Assume we have the C function below that we wish to use:

  double dotprod(double* x, double* y, int n)
  {
    int k;
    double sum = 0;

    for (k = 0; k < n; ++k) {
      sum += x[k] * y[k];
    }
    return sum;
  }

The following example generates two large arrays in Lisp, and calls the C function to do the desired computation.

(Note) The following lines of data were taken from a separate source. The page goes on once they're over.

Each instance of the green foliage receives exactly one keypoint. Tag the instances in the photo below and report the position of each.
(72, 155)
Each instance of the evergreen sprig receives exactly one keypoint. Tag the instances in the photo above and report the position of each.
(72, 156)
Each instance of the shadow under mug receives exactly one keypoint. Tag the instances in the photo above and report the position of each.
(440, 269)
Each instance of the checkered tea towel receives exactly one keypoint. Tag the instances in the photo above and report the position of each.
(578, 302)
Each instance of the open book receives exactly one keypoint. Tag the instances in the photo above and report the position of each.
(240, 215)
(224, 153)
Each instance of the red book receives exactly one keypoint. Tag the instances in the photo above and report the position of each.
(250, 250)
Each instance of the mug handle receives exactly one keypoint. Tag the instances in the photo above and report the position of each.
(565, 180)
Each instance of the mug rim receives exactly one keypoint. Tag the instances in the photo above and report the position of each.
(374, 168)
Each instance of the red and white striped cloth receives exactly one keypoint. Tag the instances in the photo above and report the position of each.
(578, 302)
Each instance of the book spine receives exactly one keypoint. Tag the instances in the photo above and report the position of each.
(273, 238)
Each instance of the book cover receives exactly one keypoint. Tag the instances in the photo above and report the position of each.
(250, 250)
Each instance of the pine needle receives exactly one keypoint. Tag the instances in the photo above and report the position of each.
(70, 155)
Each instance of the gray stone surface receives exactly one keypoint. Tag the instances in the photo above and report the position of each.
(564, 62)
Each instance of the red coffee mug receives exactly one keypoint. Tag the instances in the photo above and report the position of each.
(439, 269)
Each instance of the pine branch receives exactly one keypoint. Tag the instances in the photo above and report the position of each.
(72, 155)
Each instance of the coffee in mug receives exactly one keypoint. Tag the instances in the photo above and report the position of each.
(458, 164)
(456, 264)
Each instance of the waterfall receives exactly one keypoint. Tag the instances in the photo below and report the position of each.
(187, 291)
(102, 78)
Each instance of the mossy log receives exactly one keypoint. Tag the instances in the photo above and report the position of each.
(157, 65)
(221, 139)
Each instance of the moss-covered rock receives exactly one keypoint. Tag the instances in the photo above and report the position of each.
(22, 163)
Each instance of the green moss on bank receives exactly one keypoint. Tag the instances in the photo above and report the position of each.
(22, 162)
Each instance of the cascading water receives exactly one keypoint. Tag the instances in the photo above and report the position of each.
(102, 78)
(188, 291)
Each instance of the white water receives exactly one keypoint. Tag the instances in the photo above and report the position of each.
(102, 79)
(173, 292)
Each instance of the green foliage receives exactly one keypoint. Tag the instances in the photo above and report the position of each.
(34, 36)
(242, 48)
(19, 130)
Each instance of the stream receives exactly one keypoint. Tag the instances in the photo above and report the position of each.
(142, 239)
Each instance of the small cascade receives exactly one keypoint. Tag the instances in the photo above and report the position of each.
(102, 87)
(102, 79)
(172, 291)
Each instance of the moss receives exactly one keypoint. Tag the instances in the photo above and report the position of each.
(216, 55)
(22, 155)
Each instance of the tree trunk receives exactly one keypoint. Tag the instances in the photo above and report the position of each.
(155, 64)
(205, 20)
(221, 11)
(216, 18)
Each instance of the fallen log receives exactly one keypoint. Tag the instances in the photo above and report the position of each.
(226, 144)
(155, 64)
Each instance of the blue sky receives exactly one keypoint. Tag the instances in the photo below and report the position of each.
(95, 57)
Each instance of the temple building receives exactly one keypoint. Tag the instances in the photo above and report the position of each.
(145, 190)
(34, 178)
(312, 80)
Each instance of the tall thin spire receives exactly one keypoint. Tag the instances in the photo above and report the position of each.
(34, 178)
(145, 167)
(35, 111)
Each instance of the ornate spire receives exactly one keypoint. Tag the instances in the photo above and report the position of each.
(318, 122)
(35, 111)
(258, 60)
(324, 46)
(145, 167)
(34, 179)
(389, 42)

This would not have been possible using malloc or make-alien since we need about 16 MB of memory to hold the two arrays.

  (alien:def-alien-routine "dotprod" c-call:double
    (x (* double-float) :in)
    (y (* double-float) :in)
    (n c-call:int :in))
    
  (defun test-dotprod ()
    (let ((x (make-array 10000 :element-type 'double-float 
                         :initial-element 2d0))
          (y (make-array 10000 :element-type 'double-float
                         :initial-element 10d0)))
        (sys:without-gcing
          (let ((x-addr (sys:vector-sap x))
                (y-addr (sys:vector-sap y)))
            (dotprod x-addr y-addr 10000)))))

In this example, we have used sys:vector-sap instead of array-data-address, but we could have used (sys:int-sap (array-data-address x)) as well.

Also, we have wrapped the inner let expression in a sys:without-gcing that disables garbage collection for the duration of the body. This will prevent garbage collection from moving x and y arrays after we have obtained the (now erroneous) addresses but before the call to dotprod is made.


Footnotes

(15)

CMUCL mmaps a large piece of memory for its own use and this memory is typically about 256~MB above the start of the C heap. Thus, only about 256~MB of memory can be dynamically allocated. In earlier versions, this limit was closer to 8~MB.